Certes. Mais faisons un petit détour chiffré…
- 1991 : 14% des couples souhaitant avoir un enfant n’y parviennent pas après 12 mois de rapports non protégés (critère retenu par l’OMS pour définir l’infertilité).
- Aujourd’hui : 1 couple sur 4 ayant un projet d’enfant est concerné par des problèmes d’hypofertilité (baisse de la fertilité) !
Du côté des hommes
En 40 ans, le nombre moyen des spermatozoïdes chez les hommes occidentaux a diminué de moitié. Avec une concentration moyenne mesurée à 47 millions/ml de sperme en 2011, un certain nombre d’hommes sont aujourd’hui en-dessous du seuil des 40 millions/ml qui affecte sérieusement les chances de grossesse à chaque cycle. Et tout indique que la baisse se poursuit au même rythme… Les cas de cryptorchidie (testicules qui ne descendent pas dans les bourses) et hypospadias (malformations de la verge) ont doublé sur la même période.
Du côté des femmes
Côté féminin ? Entre manque d’études et sous-diagnostics (comme souvent quand il est question de santé féminine…), difficile d’avoir une vision claire et complète de l’évolution des cas de SOPK, syndrome des ovaires polykystiques. Mais, première cause d’infertilité liée à la rareté ou l’absence d’ovulation, le SOPK est la maladie hormonale la plus fréquente chez les femmes en âge de procréer.
Idem avec l’endométriose qui toucherait au moins 10% des femmes en âge d’avoir des enfants, s’accompagnant d’hypofertilité dans 40% des cas (état inflammatoire défavorable à la fécondation, troubles de l’ovulation, diminution de la réserve folliculaire, adhérences comprimant ou bouchant les trompes, kystes sur les ovaires).
Pour toutes ces pathologies, des études internationales mettent en cause les perturbateurs endocriniens de plus en plus nombreux autour de nous…
Les perturbateurs endocriniens : de dangereux faussaires
Perturbateurs endocriniens : un terme familier depuis le scandale parabènes.

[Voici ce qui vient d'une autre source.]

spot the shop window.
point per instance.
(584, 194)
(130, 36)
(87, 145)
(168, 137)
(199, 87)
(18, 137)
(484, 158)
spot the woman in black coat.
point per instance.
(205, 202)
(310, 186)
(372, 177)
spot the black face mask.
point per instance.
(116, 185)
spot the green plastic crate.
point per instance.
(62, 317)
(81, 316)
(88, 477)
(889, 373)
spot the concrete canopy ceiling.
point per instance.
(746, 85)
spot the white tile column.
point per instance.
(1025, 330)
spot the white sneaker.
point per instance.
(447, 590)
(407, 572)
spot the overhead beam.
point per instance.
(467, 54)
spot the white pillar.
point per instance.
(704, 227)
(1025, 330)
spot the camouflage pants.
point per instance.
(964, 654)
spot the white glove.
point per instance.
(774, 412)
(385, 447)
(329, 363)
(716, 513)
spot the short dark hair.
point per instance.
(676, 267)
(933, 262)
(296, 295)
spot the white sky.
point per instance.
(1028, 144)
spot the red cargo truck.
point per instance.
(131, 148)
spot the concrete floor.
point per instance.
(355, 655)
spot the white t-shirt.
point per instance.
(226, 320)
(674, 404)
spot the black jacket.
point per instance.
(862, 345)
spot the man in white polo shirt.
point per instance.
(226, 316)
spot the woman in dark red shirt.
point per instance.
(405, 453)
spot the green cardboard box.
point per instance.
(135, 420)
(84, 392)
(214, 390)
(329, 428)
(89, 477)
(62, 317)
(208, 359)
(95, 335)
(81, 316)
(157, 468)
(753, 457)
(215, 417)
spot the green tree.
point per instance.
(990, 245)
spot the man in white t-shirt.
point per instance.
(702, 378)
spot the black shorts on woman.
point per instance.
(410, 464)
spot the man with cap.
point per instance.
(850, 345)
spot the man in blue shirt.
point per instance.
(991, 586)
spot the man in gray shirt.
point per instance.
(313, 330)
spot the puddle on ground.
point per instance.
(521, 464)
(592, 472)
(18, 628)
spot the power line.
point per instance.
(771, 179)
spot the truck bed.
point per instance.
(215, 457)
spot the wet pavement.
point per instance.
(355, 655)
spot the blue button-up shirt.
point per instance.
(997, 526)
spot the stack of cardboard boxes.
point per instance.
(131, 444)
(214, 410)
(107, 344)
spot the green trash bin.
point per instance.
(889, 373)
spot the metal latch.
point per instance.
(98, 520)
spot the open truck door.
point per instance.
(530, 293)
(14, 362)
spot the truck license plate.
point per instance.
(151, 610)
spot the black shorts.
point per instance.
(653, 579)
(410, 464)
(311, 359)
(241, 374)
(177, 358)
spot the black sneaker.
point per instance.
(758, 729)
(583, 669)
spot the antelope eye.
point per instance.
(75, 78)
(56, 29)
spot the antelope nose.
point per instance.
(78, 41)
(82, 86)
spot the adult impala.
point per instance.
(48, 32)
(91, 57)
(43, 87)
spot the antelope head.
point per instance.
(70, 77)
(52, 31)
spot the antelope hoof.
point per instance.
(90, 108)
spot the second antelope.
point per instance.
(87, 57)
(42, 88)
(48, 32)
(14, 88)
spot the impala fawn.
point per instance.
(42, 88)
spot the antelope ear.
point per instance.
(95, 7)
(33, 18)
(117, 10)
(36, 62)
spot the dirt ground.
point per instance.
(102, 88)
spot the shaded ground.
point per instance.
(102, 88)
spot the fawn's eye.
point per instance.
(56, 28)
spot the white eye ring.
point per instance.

Mais savez-vous vraiment qui et où ils sont ? Ce qu’ils nous font ?
Scoop : les perturbateurs endocriniens sont des substances qui… perturbent notre système endocrinien. Plus précisément, ils agissent sur les glandes et organes qui produisent et libèrent les hormones dans notre organisme. Hormones qui contrôlent nos processus biologiques, dont le développement de nos organes sexuels et notre vie reproductive. Mmmh, ça se précise…
Les perturbateurs endocriniens sont capables de mettre un souk pas possible : imitateurs level expert, ils trompent nos récepteurs hormonaux en se faisant carrément passer pour nos hormones naturelles dont ils modifient, minimisent, amplifient ou brouillent les messages. En réponse, notre corps dope ou stoppe leur production… alors que ça n’est pas du tout ce dont notre santé, notre développement et notre métabolisme ont besoin. Aïe.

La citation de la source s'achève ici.